Single by Julian Lennon

from the album Valotte
- B-side: "Well I Don't Know" (UK 7"); "Let Me Be" (US 7"); "Big Mama", "Well I Don't Know" (UK 12");
- Released: 24 September 1984 (UK) January 1985 (US)
- Recorded: February – August 1984
- Studio: BearTracks Studios (Suffern, New York)
- Genre: New wave
- Length: 3:30
- Label: Charisma (UK) Atlantic (US)
- Songwriter: Julian Lennon
- Producer: Phil Ramone

Julian Lennon singles chronology
|  | "Too Late for Goodbyes" (1984) | "Valotte" (1984) |

Music video
- "Too Late for Goodbyes on YouTube

= Too Late for Goodbyes =

1984 single by Julian Lennon

"Too Late for Goodbyes" is the first single (second in the US) from Julian Lennon's debut studio album Valotte (1984). It featured the harmonica of Jean "Toots" Thielemans, and it was a top-10 hit, reaching No. 6 in the UK Singles Chart in November 1984, and No. 5 on the Billboard Hot 100 singles chart in late March 1985. B-side "Big Mama" has been described by Lennon as "semi-hard rock".

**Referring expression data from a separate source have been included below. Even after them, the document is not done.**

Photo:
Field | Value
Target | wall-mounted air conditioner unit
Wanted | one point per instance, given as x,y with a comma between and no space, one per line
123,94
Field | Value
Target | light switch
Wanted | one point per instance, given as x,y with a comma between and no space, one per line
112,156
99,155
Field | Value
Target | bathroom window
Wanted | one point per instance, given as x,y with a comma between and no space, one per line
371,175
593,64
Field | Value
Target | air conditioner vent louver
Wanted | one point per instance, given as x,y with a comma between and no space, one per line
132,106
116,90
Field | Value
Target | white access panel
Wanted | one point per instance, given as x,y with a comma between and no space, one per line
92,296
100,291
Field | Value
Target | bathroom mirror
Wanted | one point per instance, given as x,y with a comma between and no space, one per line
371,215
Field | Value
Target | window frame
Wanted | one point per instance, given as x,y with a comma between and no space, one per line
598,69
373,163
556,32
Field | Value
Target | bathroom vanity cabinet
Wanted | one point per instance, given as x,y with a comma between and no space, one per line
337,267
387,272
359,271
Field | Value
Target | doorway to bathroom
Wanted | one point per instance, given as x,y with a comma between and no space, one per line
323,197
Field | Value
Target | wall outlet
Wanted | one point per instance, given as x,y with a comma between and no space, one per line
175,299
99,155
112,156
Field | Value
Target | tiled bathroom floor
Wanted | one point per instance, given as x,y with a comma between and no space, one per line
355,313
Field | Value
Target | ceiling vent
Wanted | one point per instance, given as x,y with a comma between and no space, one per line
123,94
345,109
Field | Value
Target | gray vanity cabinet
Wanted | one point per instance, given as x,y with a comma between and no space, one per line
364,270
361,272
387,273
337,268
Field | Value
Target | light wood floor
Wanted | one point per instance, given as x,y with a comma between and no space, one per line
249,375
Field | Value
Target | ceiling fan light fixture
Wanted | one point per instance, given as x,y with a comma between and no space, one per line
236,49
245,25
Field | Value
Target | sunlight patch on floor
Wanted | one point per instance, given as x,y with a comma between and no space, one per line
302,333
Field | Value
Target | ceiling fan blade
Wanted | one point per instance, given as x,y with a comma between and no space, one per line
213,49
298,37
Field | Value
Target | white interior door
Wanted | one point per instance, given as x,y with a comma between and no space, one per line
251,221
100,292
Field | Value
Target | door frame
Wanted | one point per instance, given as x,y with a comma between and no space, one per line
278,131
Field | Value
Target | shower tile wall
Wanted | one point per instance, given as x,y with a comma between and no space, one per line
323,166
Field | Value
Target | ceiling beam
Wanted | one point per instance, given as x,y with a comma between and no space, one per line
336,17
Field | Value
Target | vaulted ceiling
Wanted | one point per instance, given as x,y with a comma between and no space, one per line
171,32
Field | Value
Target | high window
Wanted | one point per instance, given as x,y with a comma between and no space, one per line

Cash Box said that "a galloping reggae backbeat and some exquisite Muscle Shoals guitar work back up Lennon's spare lyric phrasing and lend the song a strong ride."

"Too Late for Goodbyes" peaked at #1 on 16 March 1985 at the US Adult Contemporary chart, spending two weeks at the top of this chart. The music video for the song was directed by Sam Peckinpah, and produced by Martin Lewis. To date, it is the most successful song of Lennon's career.

==Track listing==
UK 7" single (Charisma JL1)
1. "Too Late for Goodbyes" – 3:30
2. "Well I Don't Know" – 4:35

US 7" single (Atlantic 7-89589)
1. "Too Late for Goodbyes" – 3:30
2. "Let Me Be" – 2:12

UK 12" single (Charisma JL112)
1. "Too Late for Goodbyes" – 3:30
2. "Big Mama" – 3:16
3. "Well I Don't Know" – 4:35

US 12" single (Atlantic 0-86899)
1. "Too Late for Goodbyes (Extended Special Mix)" – 5:55
2. "Too Late for Goodbyes" – 3:30
3. "Let Me Be" – 2:12

==Musicians==
- Julian Lennon – lead vocals and backing vocals, synthesizers, electronic drums and drum machine
- Barry Beckett – synthesizer
- Justin Clayton – rhythm guitar
- Martin Briley – lead guitar
- Marcus Miller – bass
- Toots Thielemans – harmonica

==Video==
The video clip was directed by Sam Peckinpah. The choreography and dance were by Moses Pendleton.

==Charts==

===Weekly charts===

| Chart (1984–1985) | Peak position |
|---|---|
| Australia (Kent Music Report) | 13 |
| Austria (Ö3 Austria Top 40) | 22 |
| Belgium (Ultratop 50 Flanders) | 7 |
| Canada Top Singles (RPM) | 6 |
| Canada Adult Contemporary (RPM) | 1 |
| Ireland (IRMA) | 5 |
| Netherlands (Dutch Top 40) | 10 |
| Netherlands (Single Top 100) | 15 |
| New Zealand (Recorded Music NZ) | 24 |
| South Africa (Springbok) | 18 |
| Sweden (Sverigetopplistan) | 17 |
| Switzerland (Schweizer Hitparade) | 30 |
| UK Singles (Official Charts) | 6 |
| US Billboard Hot 100 | 5 |
| US Adult Contemporary (Billboard) | 1 |
| US Mainstream Rock (Billboard) | 11 |
| US Cash Box Top 100 | 7 |
| West Germany (GfK) | 26 |

===Year-end charts===

| Chart (1984) | Rank |
|---|---|
| UK Singles (Gallup) | 77 |

| Chart (1985) | Rank |
|---|---|
| Canada Top Singles (RPM) | 67 |
| US Billboard Hot 100 | 77 |
| US Cash Box Top 100 | 70 |

==Certifications==

| Region | Certification | Certified units/sales |
| Canada (Music Canada) | Gold | 50,000^{^} |
^{^} Shipments figures based on certification alone.